We've started using CardoDB to visualize some fire department responses, so we've got the location of the incident, and we've got the location of the vehicles when they're dispatched. So we've got A and we've got B, and we can infer what the route is. We want to visualize a nice, smooth travel path
like the bird data, and so we go through these iterations of interpolating the points along the line and trying to do that in a smart fashion so that it makes sense. Have you done anything in that regard? No, but that would be more using something like PG routing, I'd have thought,
or matching it up to an OSM network or something along those lines. That's not something I don't think you'd do within CardoDB. Yeah, I mean, it would boil down to more of a post-GIS. I would say that's more of a post-GIS thing, yeah. Thank you. Any comments from the CardoDB expert at the back?

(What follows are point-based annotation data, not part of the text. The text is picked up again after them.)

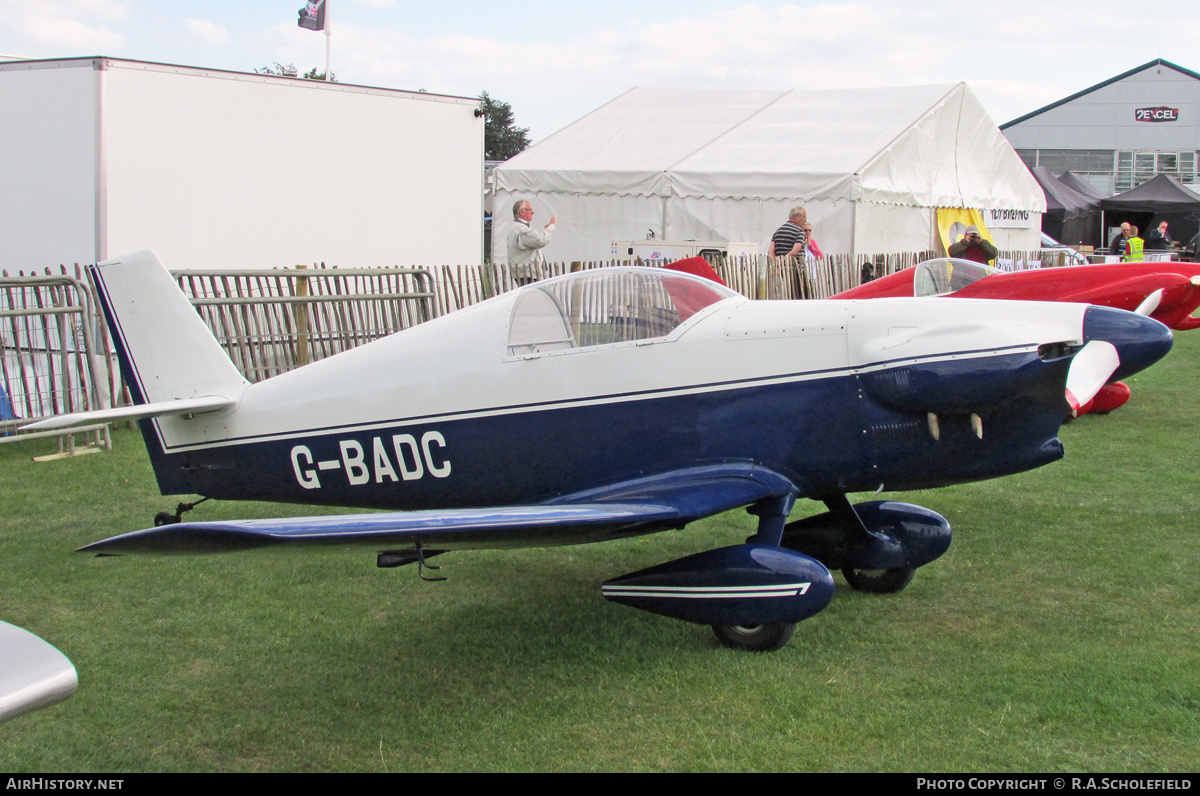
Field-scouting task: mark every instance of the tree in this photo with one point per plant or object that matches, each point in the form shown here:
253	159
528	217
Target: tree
289	70
502	137
279	70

No. No, so no, I don't think that's not built in CardoDB functionality at the moment. I still think it's essentially a visualization tool. Obviously, you could do anything you would do in Postgres on the back end, but no more questions.

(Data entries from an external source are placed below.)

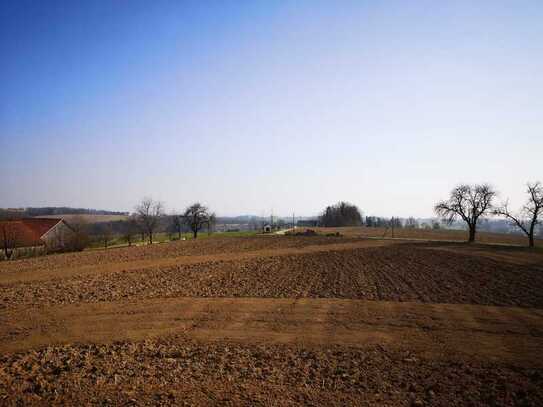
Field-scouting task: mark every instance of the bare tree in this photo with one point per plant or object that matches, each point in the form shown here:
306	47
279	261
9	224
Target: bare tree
528	217
148	213
197	216
9	236
211	224
177	224
469	202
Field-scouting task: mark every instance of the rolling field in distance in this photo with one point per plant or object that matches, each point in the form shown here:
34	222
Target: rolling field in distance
275	320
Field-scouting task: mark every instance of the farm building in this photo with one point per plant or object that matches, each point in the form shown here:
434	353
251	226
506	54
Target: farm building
52	234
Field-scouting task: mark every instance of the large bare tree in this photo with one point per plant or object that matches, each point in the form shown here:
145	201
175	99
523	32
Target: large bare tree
528	217
196	217
468	202
9	238
148	213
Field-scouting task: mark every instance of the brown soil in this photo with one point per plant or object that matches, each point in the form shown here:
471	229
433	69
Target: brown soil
398	272
446	324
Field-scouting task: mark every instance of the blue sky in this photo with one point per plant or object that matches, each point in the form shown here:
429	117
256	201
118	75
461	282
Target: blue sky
254	106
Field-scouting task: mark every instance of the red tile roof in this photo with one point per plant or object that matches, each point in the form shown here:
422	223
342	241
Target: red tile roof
26	232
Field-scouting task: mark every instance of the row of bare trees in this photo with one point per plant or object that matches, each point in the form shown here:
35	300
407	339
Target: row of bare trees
472	202
148	214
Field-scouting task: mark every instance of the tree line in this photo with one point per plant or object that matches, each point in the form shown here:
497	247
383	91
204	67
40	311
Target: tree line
470	203
467	203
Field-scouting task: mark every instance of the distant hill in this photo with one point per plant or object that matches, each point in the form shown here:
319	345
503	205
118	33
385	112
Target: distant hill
55	211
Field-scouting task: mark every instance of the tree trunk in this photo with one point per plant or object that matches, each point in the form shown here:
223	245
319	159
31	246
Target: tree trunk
471	234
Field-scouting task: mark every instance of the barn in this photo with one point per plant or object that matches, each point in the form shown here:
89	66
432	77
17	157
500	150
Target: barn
51	234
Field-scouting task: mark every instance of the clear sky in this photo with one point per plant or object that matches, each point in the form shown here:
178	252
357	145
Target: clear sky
251	106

You said it's in clouds. Which cloud, and can I use my own cloud? If I am, for instance, using Amazon RDS
with some Postgres back there, would that be an option to plug that into? There is a way of syncing, no?

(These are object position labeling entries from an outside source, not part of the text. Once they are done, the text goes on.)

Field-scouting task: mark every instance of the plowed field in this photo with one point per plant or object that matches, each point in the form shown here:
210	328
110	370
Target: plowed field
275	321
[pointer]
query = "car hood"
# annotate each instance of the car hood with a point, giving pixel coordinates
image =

Yeah, we basically have our own contracts with AVS, and we have our own clusters and parts of AVS which are dedicated to us, all this kind of virtual private cloud and all this kind of stuff, so we are not going to put our data into the cloud, which is not secured by our experts,
and so on and so on, that's a corporate policy. Would that be something that we could arrange? He works for CardoDB. I am from John Railways. If you're going to use CardoDB as sold by CardoDB in the cloud, you could arrange it,
although it would be fairly expensive because it's fairly custom. We're really about selling access to a platform. Our platform runs both on the AWS cloud and the Google cloud. Bigger organizations can get it on premise and run it on their own infrastructure, and they can set up special enterprise agreements
to run their own bits and pieces. If you wanted to roll your own, you certainly could by taking the CardoDB source code and deploying it yourself, but that would, of course, be a lot of work and expertise, which is why CardoDB exists, to get all that effort out of the way.
Perfect. Any more questions for me or Paul? No, okay, good.